Let’s not forget those fake Kylie Lip Kits which contained traces of glue and gasoline. No matter how tempting it is to purchase hyped out products on a whim, it’s best to protect yourself and others by getting the real deal.

How to identify a counterfeit beauty product

Hear the words “counterfeit beauty product”, and it might conjure up images of packaging that’s a little off-colour and obvious spelling errors in the text, but it’s not that easy to weed them out.

Knockoffs are almost always indistinguishable from their genuine counterparts at first glance. Upon closer inspection, however, you’ll notice subtle differences that give them away.

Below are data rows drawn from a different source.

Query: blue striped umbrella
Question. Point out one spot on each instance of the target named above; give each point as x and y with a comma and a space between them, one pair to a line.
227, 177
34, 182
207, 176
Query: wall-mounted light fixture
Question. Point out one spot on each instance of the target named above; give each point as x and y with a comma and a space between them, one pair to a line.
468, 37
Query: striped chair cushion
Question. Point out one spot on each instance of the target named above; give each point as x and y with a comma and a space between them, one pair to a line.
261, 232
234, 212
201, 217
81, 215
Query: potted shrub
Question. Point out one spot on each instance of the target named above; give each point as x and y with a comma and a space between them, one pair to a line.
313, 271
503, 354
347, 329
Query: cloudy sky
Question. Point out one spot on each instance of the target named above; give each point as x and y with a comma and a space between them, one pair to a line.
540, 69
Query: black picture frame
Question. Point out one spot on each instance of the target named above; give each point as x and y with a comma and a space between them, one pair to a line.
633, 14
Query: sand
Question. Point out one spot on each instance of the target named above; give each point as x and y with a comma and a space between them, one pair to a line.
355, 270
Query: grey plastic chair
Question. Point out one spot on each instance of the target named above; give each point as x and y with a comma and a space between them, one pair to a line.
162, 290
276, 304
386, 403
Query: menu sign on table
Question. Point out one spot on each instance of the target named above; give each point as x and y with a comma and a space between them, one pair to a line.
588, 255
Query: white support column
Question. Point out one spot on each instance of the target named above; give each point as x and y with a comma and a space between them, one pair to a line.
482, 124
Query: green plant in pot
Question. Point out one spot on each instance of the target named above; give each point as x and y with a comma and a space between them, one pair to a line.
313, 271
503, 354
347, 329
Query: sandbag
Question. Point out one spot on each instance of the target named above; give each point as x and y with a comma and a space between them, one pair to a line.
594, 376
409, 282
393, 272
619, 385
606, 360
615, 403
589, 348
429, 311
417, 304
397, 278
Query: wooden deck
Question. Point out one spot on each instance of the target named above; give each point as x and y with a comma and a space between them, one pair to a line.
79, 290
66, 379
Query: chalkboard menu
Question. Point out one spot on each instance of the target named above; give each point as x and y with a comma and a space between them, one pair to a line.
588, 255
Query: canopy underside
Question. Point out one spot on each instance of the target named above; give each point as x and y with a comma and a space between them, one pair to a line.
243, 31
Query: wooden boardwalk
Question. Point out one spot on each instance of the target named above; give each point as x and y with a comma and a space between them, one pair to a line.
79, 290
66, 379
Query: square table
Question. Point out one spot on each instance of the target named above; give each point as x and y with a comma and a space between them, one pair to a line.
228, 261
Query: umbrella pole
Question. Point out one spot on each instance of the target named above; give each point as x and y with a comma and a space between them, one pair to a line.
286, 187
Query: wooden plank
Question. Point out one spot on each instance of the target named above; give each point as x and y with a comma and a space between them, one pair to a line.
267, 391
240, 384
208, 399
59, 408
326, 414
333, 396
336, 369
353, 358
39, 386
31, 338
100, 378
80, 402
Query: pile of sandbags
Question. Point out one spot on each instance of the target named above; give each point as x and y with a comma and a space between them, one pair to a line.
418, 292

We made a quick trip down to Bugis Street and did a little digging ourselves. Boy, were there a few surprising finds.

1. Pay attention to packaging

If you’ve purchased from the brand previously, place the item you have next to the one you’re getting to compare their exteriors. Imitations are often housed in lower-quality plastic or metal casings, paired with ill-fitting mirrors and/or applicators.

Above, we found two makeup brush cleaners from Beautyblender and M.A.C Cosmetics packaged in the same metal tins with their respective labels tacked on.

Open them up, and a tough black sponge sits in each box, mimicking that of Zodaca’s Color Cleaner (right), an affordable makeup brush cleaner that’s garnered rave reviews on Amazon. Clearly, we’ve got two phonies on our radar.

2. Compare the product in question with its original

The fake.

The original.

We found Benefit’s bestselling POREfessional Matte Rescue Face Gel nestled on a shelf, except it was a BB cream instead of a face gel, and it definitely wasn’t a Benefit Cosmetics product.

It appears cloaked in similar packaging, but next to the original, we noticed a difference in illustrative style, and those design discrepancies jumped out at us even more.

3. Look out for QR Codes

If you spot one on the box or the product itself, whip out your phone and scan the code real quick with the QR Reader app. We did a check on this particular lip and cheek tint by Pixi Beauty which, by the way, isn’t part of the brand’s official product lineup and were directed to this sketchy site.

Yes, we may be looking to expand our online business, but not like this, pseudo-Pixi. Not like this.

Quick tips to avoid purchasing counterfeits

-Always purchase products from authorised retailers and trusted webstores. Knowing who’s selling the item is important, especially when you’re shopping on sites like Amazon, eBay, and Lazada.

-If the product is priced way below its market value, be extra cautious. It doesn’t indicate that it’s an imitation, but the item could be well past its expiry date, and that too, could cause a nasty topical reaction.

-If you’ve decided to take the plunge by purchasing an item from an unknown or less trusted source, perform a patch test on yourself before buying. Apply a small amount to your inner wrist or along your jawline, and monitor for any adverse reactions.

Avoiding Counterfeit Beauty Products

Now armed with the knowledge of how to spot fake beauty products, glam up and get your face on fleek in a safe way.